I reach the bottom of the stairs, where Mildred glares at me. "Julie, you need to leave now."
I point a right index finger at Mildred and open my mouth, but all that comes out is a brusque, "I hope you're satisfied."      
"Julie, get out before I call the police," Mildred says, this time her voice raised.
I see Melanie’s eyes open very slightly. But then they close again.
"Hon, isn't that a little harsh?" Ben asks as I climb the stairs.
I can hear Mildred lecturing Ben, but she’s dropped her voice to a very low whisper and I can't make out what she's saying. I almost laugh as I open the front door. Funny Mildred should talk about calling the police. Ben is a retired cop. But that's the last thing the casual observer would suspect...
I shake my head as I open the door and step outside. I pull out my iPhone to send Jenna a text on Facebook messenger.
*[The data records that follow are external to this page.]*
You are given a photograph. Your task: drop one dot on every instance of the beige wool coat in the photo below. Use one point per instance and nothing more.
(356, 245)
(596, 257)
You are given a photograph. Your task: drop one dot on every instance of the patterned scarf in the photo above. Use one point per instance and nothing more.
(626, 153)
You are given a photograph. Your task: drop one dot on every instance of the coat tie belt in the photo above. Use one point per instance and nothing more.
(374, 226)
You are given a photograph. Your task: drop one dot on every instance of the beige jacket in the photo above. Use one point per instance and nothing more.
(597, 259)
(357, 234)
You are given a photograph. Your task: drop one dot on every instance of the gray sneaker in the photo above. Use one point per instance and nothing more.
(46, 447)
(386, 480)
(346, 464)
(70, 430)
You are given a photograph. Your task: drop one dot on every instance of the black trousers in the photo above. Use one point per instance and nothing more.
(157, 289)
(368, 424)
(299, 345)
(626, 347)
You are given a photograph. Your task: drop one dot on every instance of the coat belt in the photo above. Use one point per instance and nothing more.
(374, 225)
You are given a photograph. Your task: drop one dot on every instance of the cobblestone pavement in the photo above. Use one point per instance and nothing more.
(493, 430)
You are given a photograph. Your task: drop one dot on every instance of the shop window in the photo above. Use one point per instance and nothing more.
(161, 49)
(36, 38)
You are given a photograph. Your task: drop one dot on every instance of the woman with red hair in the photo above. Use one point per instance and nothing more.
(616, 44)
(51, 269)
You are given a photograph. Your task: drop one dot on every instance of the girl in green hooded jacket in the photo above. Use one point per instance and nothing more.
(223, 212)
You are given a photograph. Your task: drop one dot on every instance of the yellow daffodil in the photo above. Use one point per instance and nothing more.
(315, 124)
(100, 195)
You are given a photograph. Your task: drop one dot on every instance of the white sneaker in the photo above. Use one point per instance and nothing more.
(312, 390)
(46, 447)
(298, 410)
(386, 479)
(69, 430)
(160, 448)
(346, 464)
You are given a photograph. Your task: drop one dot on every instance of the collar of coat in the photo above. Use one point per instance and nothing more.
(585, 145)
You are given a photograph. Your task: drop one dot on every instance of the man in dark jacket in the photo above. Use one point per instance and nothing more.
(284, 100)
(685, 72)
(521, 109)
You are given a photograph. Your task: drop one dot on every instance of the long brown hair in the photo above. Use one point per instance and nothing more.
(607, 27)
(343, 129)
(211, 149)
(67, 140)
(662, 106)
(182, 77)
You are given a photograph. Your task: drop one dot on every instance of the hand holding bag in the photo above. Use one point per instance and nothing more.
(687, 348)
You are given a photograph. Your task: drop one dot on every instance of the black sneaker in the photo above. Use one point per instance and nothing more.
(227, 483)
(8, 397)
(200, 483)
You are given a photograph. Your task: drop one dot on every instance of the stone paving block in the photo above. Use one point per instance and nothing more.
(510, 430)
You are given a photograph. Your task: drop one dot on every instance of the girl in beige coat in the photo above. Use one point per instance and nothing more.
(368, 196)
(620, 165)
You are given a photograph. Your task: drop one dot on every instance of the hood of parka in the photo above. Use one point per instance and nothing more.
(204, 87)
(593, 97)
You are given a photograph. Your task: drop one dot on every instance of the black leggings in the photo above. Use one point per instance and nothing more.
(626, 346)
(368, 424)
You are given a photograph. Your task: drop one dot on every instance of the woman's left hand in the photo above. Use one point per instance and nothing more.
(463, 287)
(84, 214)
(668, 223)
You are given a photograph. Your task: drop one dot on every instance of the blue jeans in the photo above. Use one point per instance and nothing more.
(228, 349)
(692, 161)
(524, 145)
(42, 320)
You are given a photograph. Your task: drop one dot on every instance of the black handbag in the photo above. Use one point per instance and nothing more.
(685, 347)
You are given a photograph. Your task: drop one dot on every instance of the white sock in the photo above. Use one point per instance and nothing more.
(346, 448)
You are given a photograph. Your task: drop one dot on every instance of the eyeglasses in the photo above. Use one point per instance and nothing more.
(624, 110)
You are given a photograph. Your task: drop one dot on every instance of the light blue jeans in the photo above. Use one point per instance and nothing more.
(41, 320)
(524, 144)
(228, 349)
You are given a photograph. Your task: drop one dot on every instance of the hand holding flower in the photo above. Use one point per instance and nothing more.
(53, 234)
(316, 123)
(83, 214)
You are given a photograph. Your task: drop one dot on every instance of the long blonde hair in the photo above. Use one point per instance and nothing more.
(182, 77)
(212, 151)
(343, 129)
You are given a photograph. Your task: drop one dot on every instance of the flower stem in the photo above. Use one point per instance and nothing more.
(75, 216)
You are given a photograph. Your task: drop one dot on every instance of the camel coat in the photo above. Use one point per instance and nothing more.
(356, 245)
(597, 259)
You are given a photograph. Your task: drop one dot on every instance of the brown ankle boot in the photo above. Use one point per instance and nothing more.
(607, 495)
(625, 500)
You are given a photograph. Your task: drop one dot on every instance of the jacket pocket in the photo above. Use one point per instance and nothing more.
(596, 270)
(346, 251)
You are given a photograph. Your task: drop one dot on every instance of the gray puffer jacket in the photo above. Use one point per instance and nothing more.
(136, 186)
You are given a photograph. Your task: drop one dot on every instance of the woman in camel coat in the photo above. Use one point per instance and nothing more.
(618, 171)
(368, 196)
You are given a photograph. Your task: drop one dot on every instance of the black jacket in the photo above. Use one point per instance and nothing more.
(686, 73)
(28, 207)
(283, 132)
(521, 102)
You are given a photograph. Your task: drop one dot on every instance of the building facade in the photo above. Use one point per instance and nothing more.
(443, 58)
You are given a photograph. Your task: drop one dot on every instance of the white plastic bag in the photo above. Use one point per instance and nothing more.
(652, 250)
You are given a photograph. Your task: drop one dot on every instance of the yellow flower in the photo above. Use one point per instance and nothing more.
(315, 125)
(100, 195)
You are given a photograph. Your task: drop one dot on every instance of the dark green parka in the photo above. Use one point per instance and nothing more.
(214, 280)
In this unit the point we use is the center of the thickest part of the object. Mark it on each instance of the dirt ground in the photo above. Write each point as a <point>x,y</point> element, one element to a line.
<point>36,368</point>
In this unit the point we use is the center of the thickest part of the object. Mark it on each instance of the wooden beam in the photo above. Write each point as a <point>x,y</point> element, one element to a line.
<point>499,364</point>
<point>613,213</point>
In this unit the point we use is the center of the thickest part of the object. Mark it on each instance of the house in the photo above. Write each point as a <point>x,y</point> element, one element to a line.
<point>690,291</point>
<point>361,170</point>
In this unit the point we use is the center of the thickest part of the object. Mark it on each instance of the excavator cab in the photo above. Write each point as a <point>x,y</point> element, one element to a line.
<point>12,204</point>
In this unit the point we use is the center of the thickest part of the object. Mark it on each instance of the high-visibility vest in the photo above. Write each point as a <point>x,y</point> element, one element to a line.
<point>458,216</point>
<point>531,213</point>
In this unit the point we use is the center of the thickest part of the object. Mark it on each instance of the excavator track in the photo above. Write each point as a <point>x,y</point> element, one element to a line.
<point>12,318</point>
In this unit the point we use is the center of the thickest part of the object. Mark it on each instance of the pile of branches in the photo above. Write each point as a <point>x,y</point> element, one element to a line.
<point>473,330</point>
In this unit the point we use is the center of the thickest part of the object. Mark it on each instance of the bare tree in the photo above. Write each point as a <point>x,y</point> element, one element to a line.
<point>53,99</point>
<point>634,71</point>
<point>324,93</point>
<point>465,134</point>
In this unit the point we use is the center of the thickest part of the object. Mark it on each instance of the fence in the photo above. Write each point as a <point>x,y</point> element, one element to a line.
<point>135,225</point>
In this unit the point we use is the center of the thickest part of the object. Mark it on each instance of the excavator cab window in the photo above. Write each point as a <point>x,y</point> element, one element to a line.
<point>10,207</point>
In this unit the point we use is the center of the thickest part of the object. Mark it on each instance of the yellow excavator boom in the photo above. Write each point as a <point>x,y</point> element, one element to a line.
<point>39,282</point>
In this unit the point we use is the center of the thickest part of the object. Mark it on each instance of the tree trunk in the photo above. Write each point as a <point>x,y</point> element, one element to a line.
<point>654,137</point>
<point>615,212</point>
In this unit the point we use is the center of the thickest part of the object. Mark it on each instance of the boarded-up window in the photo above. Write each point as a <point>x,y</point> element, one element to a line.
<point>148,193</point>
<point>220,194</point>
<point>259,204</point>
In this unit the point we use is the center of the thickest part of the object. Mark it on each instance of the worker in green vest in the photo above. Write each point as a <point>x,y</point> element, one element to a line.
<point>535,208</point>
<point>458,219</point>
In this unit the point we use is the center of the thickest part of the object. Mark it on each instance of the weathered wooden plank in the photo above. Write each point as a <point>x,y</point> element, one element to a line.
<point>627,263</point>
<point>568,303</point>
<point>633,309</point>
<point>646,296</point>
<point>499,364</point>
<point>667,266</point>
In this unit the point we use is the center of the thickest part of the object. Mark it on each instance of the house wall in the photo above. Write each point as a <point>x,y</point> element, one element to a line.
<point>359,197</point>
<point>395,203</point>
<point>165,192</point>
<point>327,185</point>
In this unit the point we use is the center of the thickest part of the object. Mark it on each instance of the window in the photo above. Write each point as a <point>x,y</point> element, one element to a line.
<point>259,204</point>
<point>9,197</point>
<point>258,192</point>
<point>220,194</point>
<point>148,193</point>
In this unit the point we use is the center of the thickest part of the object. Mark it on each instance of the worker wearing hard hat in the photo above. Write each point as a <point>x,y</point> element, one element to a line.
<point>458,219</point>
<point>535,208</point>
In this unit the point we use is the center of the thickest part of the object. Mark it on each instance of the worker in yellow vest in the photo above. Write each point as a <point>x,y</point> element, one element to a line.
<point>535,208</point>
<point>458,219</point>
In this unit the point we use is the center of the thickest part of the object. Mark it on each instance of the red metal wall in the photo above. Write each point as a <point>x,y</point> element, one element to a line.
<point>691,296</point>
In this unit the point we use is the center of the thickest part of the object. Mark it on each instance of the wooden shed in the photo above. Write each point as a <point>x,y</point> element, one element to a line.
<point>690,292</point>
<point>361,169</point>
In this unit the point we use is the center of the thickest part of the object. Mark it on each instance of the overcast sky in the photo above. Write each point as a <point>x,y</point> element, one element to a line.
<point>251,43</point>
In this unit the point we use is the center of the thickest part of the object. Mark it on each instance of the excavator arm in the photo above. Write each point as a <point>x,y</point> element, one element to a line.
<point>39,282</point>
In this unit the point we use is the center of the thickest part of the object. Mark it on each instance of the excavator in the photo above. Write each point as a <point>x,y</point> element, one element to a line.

"You're not going to believe this. I just found out that Melanie has fibromyalgia."
Jenna asks me how I know. So I tell them about what I did.
Then Jenna says, "Honestly, I'm not interested in hearing about someone who cut me off without explanation."
I stop at the bottom of the outside steps. "What??" I text back.
"I thought I told you a while ago," Jenna says.
"No. What happened?" I reply.
As it turns out, around 2002 or 2003, Melanie simply stopped taking Jenna's calls, stopped answering their emails . . . and Melanie and Jenna had once been close, too. But I also remember asking Melanie around that time, "Do you still talk to Jenna?" and she'd said something, I forget exactly what, that made it sound like they’d merely lost contact.
I shake my head and I walk to the car. What I saw inside that house today tells me everything I need to know. I never got to ask Melanie why she ended our friendship, but I don't need to. Whether she thinks she just "lost contact" with me—and Jenna— or whether it had ultimately been her decision to end everything, I'll never know. But it's clear that she didn't do it in a vacuum. 
I get in the car and start the engine.  I pass Melanie’s street on the way out of the housing development. I briefly glance at her house, but then return my eyes to the road.

Footnote: Yes, I'm aware of the irony of using a fantasy to discredit another fantasy. But parts of this story are based on memories as well as a few things I've heard about Melanie through the grapevine, so it's not a fantasy in a vacuum.